Mit erstarkendem Interesse an meeresgeologischen Themen ab den 1960er Jahren empfahl eine Arbeitsgruppe dem Senat der Deutschen Forschungsgemeinschaft (DFG) die Gründung eines eigenen Instituts. Dieser Empfehlung folgend, sprach sich der Schleswig-Holsteinische Landtag im Juli 1987 einstimmig für ein „Forschungszentrum für Marine Geowissenschaften GEOMAR" als Stiftung des öffentlichen Rechts in Kiel aus. Zum Gründungsdirektor wurde Professor Dr.
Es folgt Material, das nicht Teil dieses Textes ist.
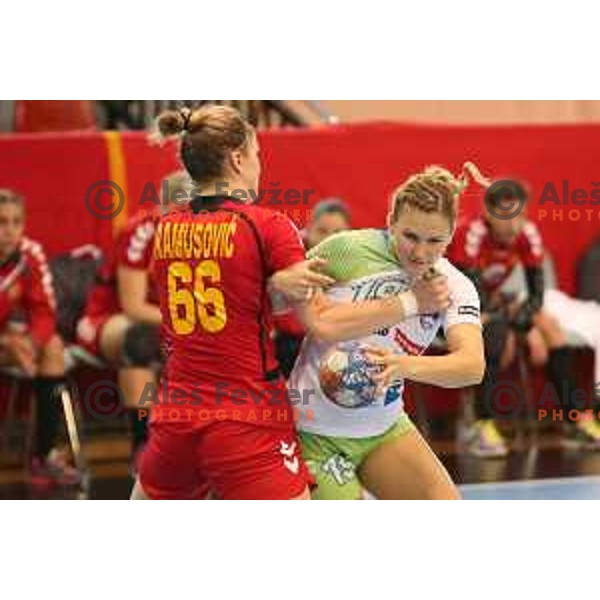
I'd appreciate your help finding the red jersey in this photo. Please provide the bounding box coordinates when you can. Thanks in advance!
[153,198,304,428]
[0,238,56,346]
[449,218,544,293]
[85,213,159,317]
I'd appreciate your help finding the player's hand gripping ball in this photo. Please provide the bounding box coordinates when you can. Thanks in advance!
[319,343,381,408]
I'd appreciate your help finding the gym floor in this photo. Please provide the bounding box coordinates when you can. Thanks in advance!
[0,433,600,500]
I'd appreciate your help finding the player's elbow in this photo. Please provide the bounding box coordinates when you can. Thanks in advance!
[461,356,485,387]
Jörn Thiede berufen. Keimzelle des damaligen GEOMAR war das Gebäude 4 auf dem Seefischmarkt. Der neue Zweig wuchs schnell und dehnte sich auf weitere Gebäude auf dem Gelände aus.
Fusion zweiter Meeresforschungsinstitute
Die Idee einer Zusammenlegung der beiden Standorte war bereits 2004 bei der Gründung des Leibniz-Instituts für Meereswissenschaften IFM-GEOMAR aus dem Institut für Meereskunde (IfM) und dem Forschungszentrum für Marine Geowissenschaften GEOMAR präsent. Schließlich konnte 2012 ein Architektur-Wettbewerb ausgelobt werden, in dessen Rahmen die Staab Architekten GmbH mit ihrem Entwurf überzeugte.
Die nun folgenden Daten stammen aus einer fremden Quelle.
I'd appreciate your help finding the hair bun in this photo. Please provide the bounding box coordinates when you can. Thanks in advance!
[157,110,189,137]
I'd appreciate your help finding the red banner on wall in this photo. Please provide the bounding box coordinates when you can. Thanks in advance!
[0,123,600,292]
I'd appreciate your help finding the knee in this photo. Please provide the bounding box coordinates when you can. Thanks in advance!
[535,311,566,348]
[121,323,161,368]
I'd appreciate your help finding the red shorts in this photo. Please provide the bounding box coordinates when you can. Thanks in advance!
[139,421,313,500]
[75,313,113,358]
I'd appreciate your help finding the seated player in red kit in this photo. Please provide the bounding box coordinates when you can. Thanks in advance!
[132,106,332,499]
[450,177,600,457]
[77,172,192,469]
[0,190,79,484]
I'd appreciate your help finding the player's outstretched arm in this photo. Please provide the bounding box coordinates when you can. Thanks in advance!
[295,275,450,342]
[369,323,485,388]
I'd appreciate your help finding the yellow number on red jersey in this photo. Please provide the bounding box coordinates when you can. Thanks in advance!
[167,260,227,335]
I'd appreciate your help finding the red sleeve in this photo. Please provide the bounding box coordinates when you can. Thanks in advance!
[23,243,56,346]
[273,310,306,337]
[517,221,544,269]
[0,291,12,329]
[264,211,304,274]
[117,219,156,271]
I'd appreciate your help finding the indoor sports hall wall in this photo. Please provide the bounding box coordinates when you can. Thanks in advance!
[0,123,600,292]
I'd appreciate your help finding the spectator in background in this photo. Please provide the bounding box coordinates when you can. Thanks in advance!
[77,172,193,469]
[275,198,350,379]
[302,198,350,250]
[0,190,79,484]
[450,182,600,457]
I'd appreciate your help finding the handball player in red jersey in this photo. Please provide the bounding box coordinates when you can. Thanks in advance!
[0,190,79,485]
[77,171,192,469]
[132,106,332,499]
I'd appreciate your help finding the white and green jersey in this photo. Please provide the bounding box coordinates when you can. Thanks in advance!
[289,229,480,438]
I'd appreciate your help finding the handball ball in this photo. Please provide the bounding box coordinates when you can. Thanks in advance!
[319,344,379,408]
Der erste Spatenstich für den Neubau wurde am 27. März 2017 gefeiert. Am 28. September 2021 wurden das Zentrale Probenlager und das Parkhaus eingeweiht. Für einen Rückschlag sorgte der bei Dacharbeiten am 13. September 2022 ausgebrochene Brand, der noch vor dem Umzug Sanierungsarbeiten an der Fassade und in einigen Innenräumen erforderte. Dennoch konnte der Umzug bis Ende 2023 weitgehend abgeschlossen werden.